Artaud’s extremes still fascinate me: his private phonemes, elevation of the interior reality, and rage. I looked on his work more hopefully once, thinking it could reveal what I needed to know in order to create, rather than imitate; he seemed to produce the sound of someone who had committed himself to working with the real, not the aesthetic, and he got joined in my head to Kierkegaard’s 3rd stage of self development, the Truth Seeker. I had known about The Theater Of Cruelty, and some of his writing. When I looked at his drawings, I saw violent invention and I wanted my work to have the same fuel and the same rocketship take-offs.

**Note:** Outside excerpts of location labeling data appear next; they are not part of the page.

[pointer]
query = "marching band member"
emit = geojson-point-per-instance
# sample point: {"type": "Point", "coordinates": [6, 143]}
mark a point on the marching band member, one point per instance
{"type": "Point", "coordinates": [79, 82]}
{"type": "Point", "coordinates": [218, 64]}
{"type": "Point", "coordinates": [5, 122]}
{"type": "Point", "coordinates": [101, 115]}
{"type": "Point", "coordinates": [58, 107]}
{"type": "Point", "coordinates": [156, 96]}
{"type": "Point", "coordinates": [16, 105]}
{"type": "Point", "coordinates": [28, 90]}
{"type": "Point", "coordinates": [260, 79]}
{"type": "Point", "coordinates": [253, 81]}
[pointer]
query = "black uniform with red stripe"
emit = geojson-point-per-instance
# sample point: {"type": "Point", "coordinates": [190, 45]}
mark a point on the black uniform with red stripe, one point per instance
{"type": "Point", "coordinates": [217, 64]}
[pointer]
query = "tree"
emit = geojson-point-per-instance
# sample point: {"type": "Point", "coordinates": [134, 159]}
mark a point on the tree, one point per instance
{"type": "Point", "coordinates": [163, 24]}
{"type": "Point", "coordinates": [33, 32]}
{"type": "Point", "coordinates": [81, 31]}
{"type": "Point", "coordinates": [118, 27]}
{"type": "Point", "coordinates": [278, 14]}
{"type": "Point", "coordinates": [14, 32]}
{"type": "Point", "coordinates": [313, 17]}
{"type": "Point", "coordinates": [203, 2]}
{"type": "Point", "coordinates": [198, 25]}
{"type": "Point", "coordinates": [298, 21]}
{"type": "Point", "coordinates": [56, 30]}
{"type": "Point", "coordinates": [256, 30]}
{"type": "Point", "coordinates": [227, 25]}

It was a utilitarian way to approach his work (what can I copy here?), but Artaud’s inherent difficulty makes it impossible to “grasp” and you have to start somewhere. The book (https://mitpress.mit.edu/books/antonin-artaud) features an essay by Jaques Derrida that grapples with Artaud’s idiosyncratic vocabulary (notably the word “subjectile”; also “ thrownness”). Derrida wrote the essay To Unsense The Subjectile in French and for 40 years or so it was only published in a German translation. The exclusive German language rendition was part of the original plan. As Derrida is struggling to explain Artaud’s use of the term “subjectile” he starts talking about the fact that the Frenchness of his argument is the substance from within which he is writing. “How will they translate that?” he asks. Later, he says, “Artaud is against a certain Latinity.”
This is extremely difficult text to parse. Derrida quotes Artaud: “for me clear ideas… are ideas that are dead and finished.”
My friend and I have marveled at the difficulty of this language. Artaud fights against himself and against Derrida, who says “I don’t know if I am writing in an intelligible French.”
Artaud’s work conveys to me most of all a torturous need to integrate the disintegrated, and my friend and I admire his persistent fighting, and the bizarre, idiosyncratic language he created out of his struggle. But now, this book gives me a sadness I hadn’t felt before. It’s the sadness of futility and relentless brain chemistry: however far Artaud got, he was someplace that much harder to be.
Start a poem with “For me, clear ideas are ideas that are dead and finished.”
What artists did you once admire?
What gestures/words/appearances did you copy? Did you ever dead-end in a style? ( I have numerous times, and the feeling of dead ending is that the language I am using is suddenly useless to me.) Can you write a tribute to that dead style now?
Benefits of reading something you don’t understand? Is there any deliberately difficult work you return to?